I want to prove $ \Bbb{Z}_p$ is isomorphic to $\lim_{←}\Bbb{Z}_p/p^n \Bbb{Z}_p$ as a ring. Here, $\Bbb{Z}_p$ is completion (as metric space) of $\Bbb{Z}$ with p adic metric.
My try:
Let define natural ring hom $ \Bbb{Z}_p→\lim_{←}\Bbb{Z}_p$ by $a→(\cdots,a \pmod {p^2},a \pmod p)$. This is clearly injective since Ker is $0$ (note that $ \bigcap {p^n\Bbb{Z}_p}=0$).
But how can I prove surjectivity ? I guess I use completeness of $\Bbb{Z}_p$(every caushy sequence converges), but I don't have confident. Thank you for your help.
Of course the answer depends on the definitions, and in your case, the completeness is indeed the key.

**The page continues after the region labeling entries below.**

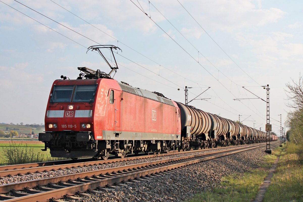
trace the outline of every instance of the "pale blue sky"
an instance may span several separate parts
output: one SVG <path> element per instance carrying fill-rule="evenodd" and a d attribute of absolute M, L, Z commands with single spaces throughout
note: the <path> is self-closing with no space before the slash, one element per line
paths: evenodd
<path fill-rule="evenodd" d="M 97 43 L 119 47 L 122 56 L 115 56 L 121 65 L 114 77 L 118 81 L 183 102 L 185 86 L 195 88 L 190 90 L 189 100 L 210 87 L 201 97 L 211 99 L 190 104 L 232 120 L 239 114 L 241 120 L 251 115 L 246 120 L 255 121 L 244 123 L 252 127 L 255 123 L 262 130 L 266 103 L 233 99 L 255 97 L 242 86 L 268 84 L 271 116 L 279 121 L 276 115 L 282 114 L 285 120 L 289 109 L 283 88 L 291 78 L 298 80 L 303 61 L 301 1 L 179 0 L 198 24 L 177 0 L 149 4 L 139 0 L 140 5 L 132 0 L 148 16 L 129 0 L 53 0 L 99 29 L 49 0 L 19 2 L 95 42 L 15 1 L 1 0 L 85 47 Z M 54 80 L 62 75 L 75 79 L 78 67 L 110 71 L 100 56 L 86 54 L 85 48 L 1 2 L 0 31 L 0 122 L 44 122 Z M 105 53 L 109 56 L 109 51 Z M 266 99 L 261 87 L 247 88 Z M 278 126 L 273 127 L 279 134 L 279 123 L 271 123 Z"/>

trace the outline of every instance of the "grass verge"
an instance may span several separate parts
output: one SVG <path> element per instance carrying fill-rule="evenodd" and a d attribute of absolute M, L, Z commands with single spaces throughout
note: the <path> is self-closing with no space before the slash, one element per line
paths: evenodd
<path fill-rule="evenodd" d="M 284 147 L 264 202 L 303 201 L 302 147 L 288 142 Z"/>
<path fill-rule="evenodd" d="M 258 169 L 246 172 L 241 177 L 234 175 L 224 177 L 222 182 L 211 190 L 196 194 L 188 201 L 251 201 L 256 196 L 268 170 L 279 156 L 263 201 L 303 201 L 302 147 L 288 142 L 283 147 L 276 148 L 273 153 L 265 156 L 265 163 Z"/>
<path fill-rule="evenodd" d="M 49 152 L 46 154 L 43 154 L 41 151 L 42 147 L 38 144 L 24 144 L 22 142 L 17 144 L 12 141 L 9 144 L 7 144 L 6 146 L 0 146 L 2 150 L 0 165 L 66 159 L 65 158 L 52 157 Z"/>
<path fill-rule="evenodd" d="M 265 163 L 258 169 L 247 172 L 241 176 L 234 174 L 224 177 L 220 184 L 209 191 L 196 195 L 188 201 L 251 201 L 255 197 L 277 155 L 281 153 L 280 148 L 273 151 L 274 155 L 265 156 Z"/>

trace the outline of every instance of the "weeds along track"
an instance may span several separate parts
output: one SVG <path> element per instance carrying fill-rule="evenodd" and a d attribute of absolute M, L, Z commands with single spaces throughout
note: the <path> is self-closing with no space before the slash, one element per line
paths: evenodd
<path fill-rule="evenodd" d="M 168 159 L 3 184 L 0 185 L 0 200 L 40 202 L 48 201 L 50 199 L 55 200 L 62 196 L 67 197 L 75 193 L 89 192 L 108 185 L 120 183 L 123 185 L 124 182 L 129 180 L 137 179 L 165 171 L 173 171 L 172 169 L 264 145 L 263 143 L 227 149 L 225 147 L 223 150 L 204 154 L 188 153 L 187 155 Z"/>
<path fill-rule="evenodd" d="M 251 145 L 257 145 L 258 143 L 252 144 Z M 194 149 L 184 151 L 178 152 L 177 150 L 171 151 L 168 154 L 151 154 L 146 155 L 145 154 L 139 154 L 138 155 L 129 154 L 129 156 L 132 156 L 124 158 L 118 157 L 114 158 L 115 157 L 111 157 L 110 159 L 107 160 L 96 160 L 93 158 L 81 159 L 77 160 L 66 160 L 55 161 L 35 163 L 24 164 L 0 166 L 0 177 L 9 176 L 16 175 L 20 175 L 31 173 L 37 173 L 40 172 L 56 170 L 60 170 L 64 169 L 73 168 L 75 167 L 88 166 L 93 165 L 101 165 L 105 164 L 119 162 L 125 161 L 136 160 L 138 159 L 146 158 L 152 159 L 155 157 L 175 155 L 180 154 L 185 154 L 191 152 L 200 152 L 210 150 L 218 150 L 225 149 L 226 148 L 237 148 L 245 147 L 246 145 L 237 146 L 231 146 L 228 147 L 218 147 L 215 148 L 205 149 Z"/>

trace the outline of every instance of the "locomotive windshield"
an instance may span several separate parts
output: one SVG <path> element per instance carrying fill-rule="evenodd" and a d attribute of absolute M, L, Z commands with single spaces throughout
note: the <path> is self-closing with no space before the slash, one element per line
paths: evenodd
<path fill-rule="evenodd" d="M 74 86 L 55 86 L 51 98 L 51 102 L 70 102 Z"/>
<path fill-rule="evenodd" d="M 73 102 L 93 102 L 96 92 L 95 85 L 77 86 Z"/>

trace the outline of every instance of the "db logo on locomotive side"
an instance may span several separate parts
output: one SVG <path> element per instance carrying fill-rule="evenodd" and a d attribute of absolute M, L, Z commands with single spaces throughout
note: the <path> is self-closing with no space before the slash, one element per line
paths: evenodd
<path fill-rule="evenodd" d="M 157 111 L 155 109 L 152 109 L 152 121 L 157 122 Z"/>
<path fill-rule="evenodd" d="M 65 117 L 73 117 L 75 114 L 74 111 L 65 111 L 64 114 Z"/>

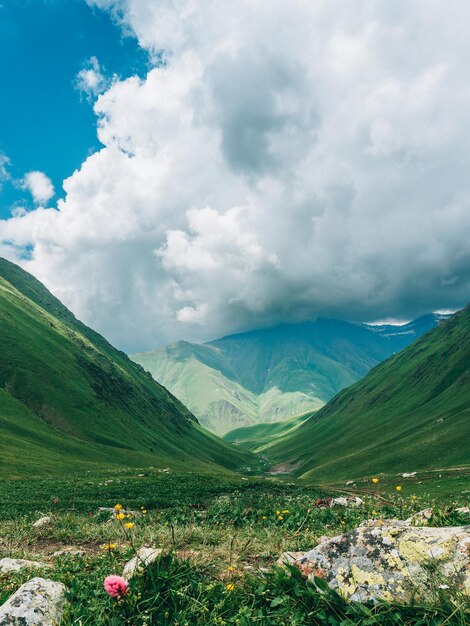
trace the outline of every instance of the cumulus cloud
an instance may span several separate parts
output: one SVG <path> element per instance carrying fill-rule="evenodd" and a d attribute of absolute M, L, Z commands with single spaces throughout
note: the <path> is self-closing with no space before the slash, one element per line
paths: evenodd
<path fill-rule="evenodd" d="M 6 154 L 0 152 L 0 191 L 2 189 L 2 184 L 9 180 L 10 173 L 8 172 L 8 165 L 10 164 L 10 159 Z"/>
<path fill-rule="evenodd" d="M 75 77 L 75 89 L 91 102 L 109 86 L 109 79 L 104 74 L 96 57 L 90 57 Z"/>
<path fill-rule="evenodd" d="M 136 349 L 465 304 L 468 3 L 88 2 L 163 63 L 97 97 L 58 211 L 0 223 L 79 317 Z"/>
<path fill-rule="evenodd" d="M 44 172 L 28 172 L 25 174 L 21 186 L 31 193 L 36 204 L 46 203 L 55 193 L 51 179 Z"/>

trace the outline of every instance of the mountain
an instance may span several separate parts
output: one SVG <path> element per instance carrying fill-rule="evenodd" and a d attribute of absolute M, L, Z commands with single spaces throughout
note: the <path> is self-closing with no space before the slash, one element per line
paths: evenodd
<path fill-rule="evenodd" d="M 0 477 L 83 467 L 236 468 L 139 365 L 0 259 Z"/>
<path fill-rule="evenodd" d="M 470 463 L 470 308 L 265 449 L 315 481 Z"/>
<path fill-rule="evenodd" d="M 442 317 L 426 315 L 403 326 L 318 319 L 202 345 L 179 341 L 131 358 L 203 426 L 223 435 L 320 408 Z"/>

Given any $(a_1+p\mathbb Z, a_2+p^2\mathbb Z, \cdots)\in \lim \mathbb Z/p^n\mathbb Z$, we show that $\{a_n\}\in\mathbb Z\subset\mathbb Z_p$ is a Cauchy sequence. Due to compatibility, we know that $a_n\equiv a_m \mod p^{m}$ for all $n\ge m$, hence $|a_n-a_m|_p\le p^{-m}$ which is small for sufficiently large $m$.
Let $a=\lim a_n$, we have the image of $a$ is $(a_i+p^i\mathbb Z)$. Indeed, let $n\rightarrow\infty$ in $|a_n-a_m|_p\le p^{-m}$ we have $|a-a_m|_p\le p^{-m}$, i.e. $a\equiv a_m \mod p^m$.